Dr Sara Hammer and Dr Megan Kek from USQ’s Learning and Teaching Support use an approach that engages students and develops their practical skills while they learn online.
“Our philosophy is that putting content online doesn’t make students learn. You have to engage them,” Dr Kek said.
Their approach is also cross disciplinary, which means that the programme designers are supported by educational designers and learning management system people such as librarians, careers advisors and so on. At CPIT the new online delivery will initially focus on a programme from the Commerce Faculty. Tutors from the programme came away from the intensive two-day workshop with new plans for implementing 2012 online programme delivery options and specific online activities.
CPIT Academic Director Dr Shirley Wilson said the new approach suited CPIT. “USQ is one of our international benchmarking partners for academic quality and we are very grateful to USQ’s Learning and Teaching Support for presenting this workshop for us. This design for learning approach is aligned to CPIT’s objectives of being learner-focused, collaborative and using learning technologies.
“The CDI approach allows rapid course development and contextualisation for future learner groups, which makes us more nimble and flexible so we can respond to market needs, including the demands of the recovery of Christchurch,” she said.

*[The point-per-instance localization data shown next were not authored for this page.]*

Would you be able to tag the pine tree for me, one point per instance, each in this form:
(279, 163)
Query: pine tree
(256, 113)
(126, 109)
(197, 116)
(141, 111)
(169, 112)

Dr Hammer and Dr Kek were inspired by the work of e-learning expert Gilly Salmon, who joined USQ earlier this year, from the University of Leicester, as Professor of E-learning & Learning Technologies. Adapting and sharing their knowledge of the new approach with CPIT staff was proving rewarding, they said.
E-learning approaches and technologies continue to evolve globally and continue to grow in popularity, providing greater flexibility for distance learning and meaningful options for mainstream learning.